First, we need to decide if prompting is okay. Second, what are the set of rules for DVC for prompting, overwriting and aborting command?

The first rules summarization from @shcheklein #2497 (comment)

This is my take on abort vs prompt:

They both give overhead when you use them in scripts. You have to use some CLI argument to force.

If script is not written right (without set -eux) abort is less safer choice.

If script is written right, prompt is more annoying since script hangs.

The biggest difference for us in terms of workflow and usability comes from some long-running operations (as opposed to Git which is very fast in general). In our case it might be the case that we calculate status and/or md5 before even showing the prompt. Abort does not give a chance to continue - you have to run it second time.

Let's discuss the rules.

ghost · 2019-09-18T17:33:32Z

ghost
Sep 18, 2019

We can use conventions as guidelines, but in the end, it is important that we consider the usefulness of prompting in our own terms.
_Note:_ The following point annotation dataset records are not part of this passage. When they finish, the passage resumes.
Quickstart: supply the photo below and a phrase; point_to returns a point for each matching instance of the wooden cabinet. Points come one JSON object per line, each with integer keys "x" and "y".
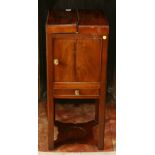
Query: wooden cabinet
{"x": 76, "y": 61}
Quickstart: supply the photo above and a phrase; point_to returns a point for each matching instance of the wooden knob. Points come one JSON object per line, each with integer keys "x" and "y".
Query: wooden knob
{"x": 56, "y": 62}
{"x": 104, "y": 37}
{"x": 77, "y": 93}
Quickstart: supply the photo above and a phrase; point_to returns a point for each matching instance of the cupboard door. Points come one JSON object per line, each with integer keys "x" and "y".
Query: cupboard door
{"x": 64, "y": 51}
{"x": 88, "y": 59}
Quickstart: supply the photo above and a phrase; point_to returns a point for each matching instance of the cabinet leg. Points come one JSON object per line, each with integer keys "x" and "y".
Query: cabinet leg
{"x": 50, "y": 125}
{"x": 96, "y": 110}
{"x": 101, "y": 123}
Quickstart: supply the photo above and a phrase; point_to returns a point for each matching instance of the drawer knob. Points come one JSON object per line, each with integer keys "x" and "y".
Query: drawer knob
{"x": 77, "y": 92}
{"x": 56, "y": 62}
{"x": 104, "y": 37}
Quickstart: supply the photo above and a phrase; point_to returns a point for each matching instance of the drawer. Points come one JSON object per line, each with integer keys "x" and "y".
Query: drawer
{"x": 76, "y": 93}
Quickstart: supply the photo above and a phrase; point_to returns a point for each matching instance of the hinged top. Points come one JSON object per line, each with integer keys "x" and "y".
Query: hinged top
{"x": 77, "y": 21}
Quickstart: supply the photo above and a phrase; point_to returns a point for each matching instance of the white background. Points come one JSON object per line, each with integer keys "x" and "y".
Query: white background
{"x": 135, "y": 77}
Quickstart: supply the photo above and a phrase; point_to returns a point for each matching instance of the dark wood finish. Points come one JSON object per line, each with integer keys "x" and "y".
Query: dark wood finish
{"x": 88, "y": 54}
{"x": 70, "y": 93}
{"x": 63, "y": 49}
{"x": 62, "y": 21}
{"x": 76, "y": 62}
{"x": 75, "y": 85}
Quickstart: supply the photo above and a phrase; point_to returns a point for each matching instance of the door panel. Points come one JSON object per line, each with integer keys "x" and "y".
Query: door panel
{"x": 64, "y": 52}
{"x": 88, "y": 59}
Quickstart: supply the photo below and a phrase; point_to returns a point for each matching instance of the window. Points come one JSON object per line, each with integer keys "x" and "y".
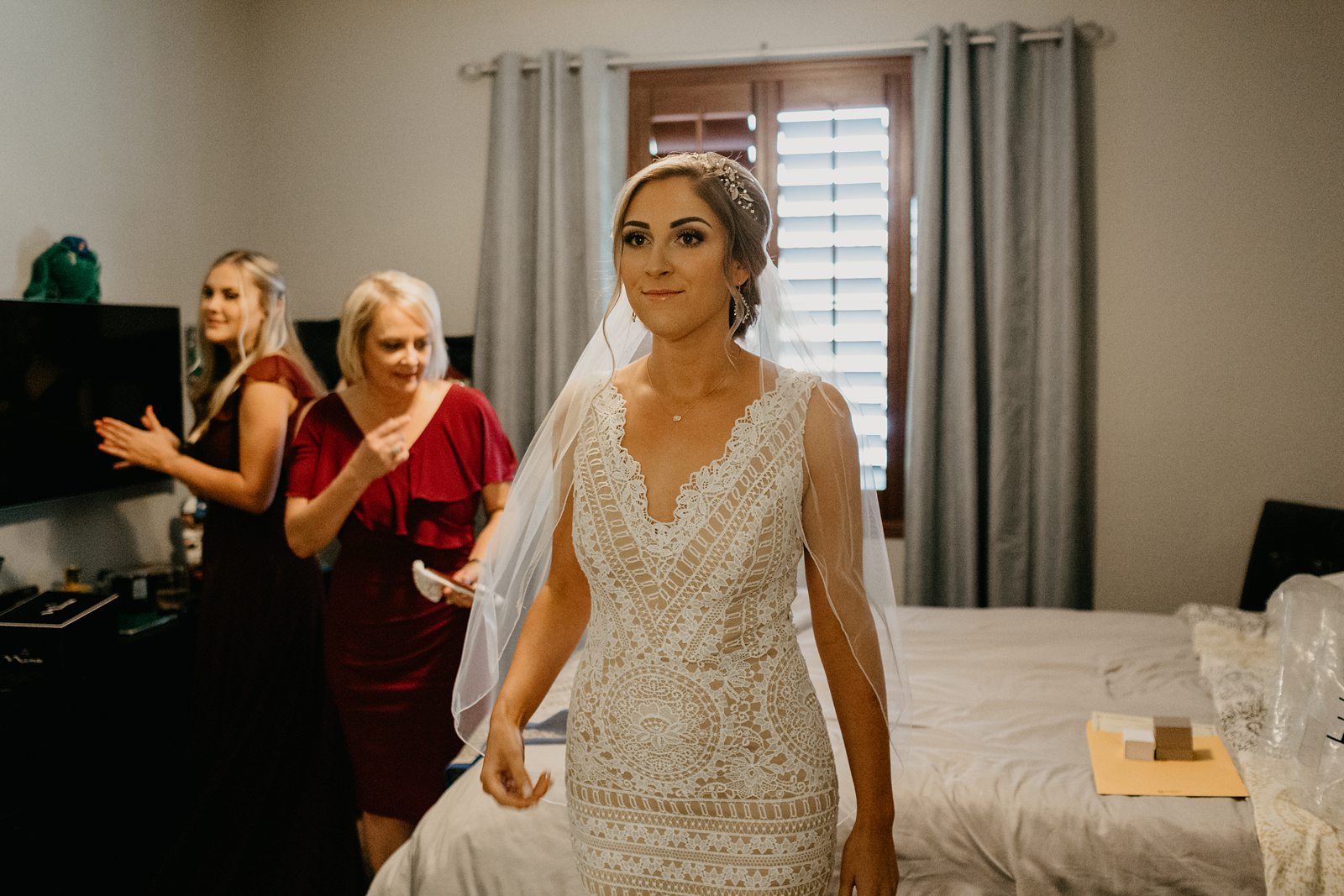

Also, there's no consistency on how to skip those questions (--force vs --yes vs --overwrite-dvcfile).

A quick grep for prompt showed that we ask for confirmation on the following methods:

safe_remove: "File is going to be removed. Are you sure you want to proceed? [y/n]
_collect_used_dir_cache: "Missing cache for directory. Cache for files inside will be lost. Would you like to continue? [y/n/]"
gc: "This command ... (is dangerous). Are you sure you want to proceed? [y/n]"
_is_outs_only: "Are you sure you want to remove dvcfile with its outputs? [y/n]" (on dvc remove --purge)
destroy: "This will destroy all info about pipelines... yada yada. Are you sure you want to continue? [y/n]
check_can_commit: "dependencies changed. Are you sure you commit it? [y/n]" (:warning: there's a typo here)
stage.create: "dvcfile already exists. Do you wish to run the command and overwrite it? [y/n]"
stage.reproduce: "Going to reproduce dvcfile. Are you sure you want to continue? [y/n]" (only if --interactive)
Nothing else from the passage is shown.